E. rectale subspecies abundance estimation

We have used subspecies-specific single-nucleotide variants (SNVs) (defined using the core gene alignment as those nucleotides that are present in more than 90% of a subspecies but absent in more than 90% of the remaining ones) to estimate subspecies abundances in the samples. We mapped reads to consensus core gene sequences and—for each subspecies—calculated the median of the coverage ratios between the subspecies-specific alleles and the respective total coverages. We have restricted this analysis to only those metagenomes where the mean depth over all subspecies-specific positions was at least 5 and where at least 75% of the set of subspecies-specific positions was covered at least 3 times. We have removed samples where the sum of estimated relative abundances is bigger than 1.25 or smaller than 0.75. For metagenomes passing these filters, we have scaled the estimated relative abundances to sum up to 1.

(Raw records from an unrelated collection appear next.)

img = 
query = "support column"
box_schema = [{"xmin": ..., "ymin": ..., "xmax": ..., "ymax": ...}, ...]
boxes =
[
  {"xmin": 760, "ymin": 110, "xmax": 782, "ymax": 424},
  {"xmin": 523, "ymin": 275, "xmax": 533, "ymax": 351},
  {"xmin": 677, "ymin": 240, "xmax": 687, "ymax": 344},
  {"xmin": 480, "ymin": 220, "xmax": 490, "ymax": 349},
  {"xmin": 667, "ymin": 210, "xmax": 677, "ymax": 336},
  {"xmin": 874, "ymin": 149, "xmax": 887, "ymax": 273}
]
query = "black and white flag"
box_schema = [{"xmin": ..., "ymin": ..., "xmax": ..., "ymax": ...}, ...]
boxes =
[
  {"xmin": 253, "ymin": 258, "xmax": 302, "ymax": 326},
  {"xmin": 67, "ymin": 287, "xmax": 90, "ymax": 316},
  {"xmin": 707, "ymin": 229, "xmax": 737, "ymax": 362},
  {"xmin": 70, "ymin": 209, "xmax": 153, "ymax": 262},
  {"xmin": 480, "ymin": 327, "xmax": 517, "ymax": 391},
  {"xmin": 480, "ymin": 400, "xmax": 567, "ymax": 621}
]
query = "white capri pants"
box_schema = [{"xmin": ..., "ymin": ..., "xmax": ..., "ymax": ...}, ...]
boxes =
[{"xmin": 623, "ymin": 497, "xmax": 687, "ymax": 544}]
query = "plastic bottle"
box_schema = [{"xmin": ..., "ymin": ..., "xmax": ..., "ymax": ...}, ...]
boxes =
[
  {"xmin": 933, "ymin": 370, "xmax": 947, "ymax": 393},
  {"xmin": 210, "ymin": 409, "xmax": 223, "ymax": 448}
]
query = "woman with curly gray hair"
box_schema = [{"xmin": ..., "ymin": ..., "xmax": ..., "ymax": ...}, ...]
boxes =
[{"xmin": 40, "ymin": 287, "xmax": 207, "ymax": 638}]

Analysis of the E. rectale motility operons

The identification of the motility operons of E. rectale used in our analysis is based on the work by Neville et al. [25]. Briefly, Neville et al. determined and characterized motility operons in E. rectale and closely related species using isolate genomes. We annotated the operons in our genomes based on the E. rectale strain A1–86 used as a reference for the annotation by Neville et al. (Additional file 9: Table S8). Differently from the original analysis reporting the presence of three motility operons for E. rectale, we separated the flgM/csrA and flaG/flgN operons since we did not find them to be in close vicinity in both the genome of E. rectale strain A1–86 as well as in the genomes we reconstructed from metagenomes. In E. rectale strain A1–86, the largest operon (termed “flgB/fliA”) has a total length of 30,520 nucleotides and 34 coding sequences. The three remaining operons have a length of 1984, 6764, and 4152 nucleotides and contain three, seven, and four coding sequences, respectively [25].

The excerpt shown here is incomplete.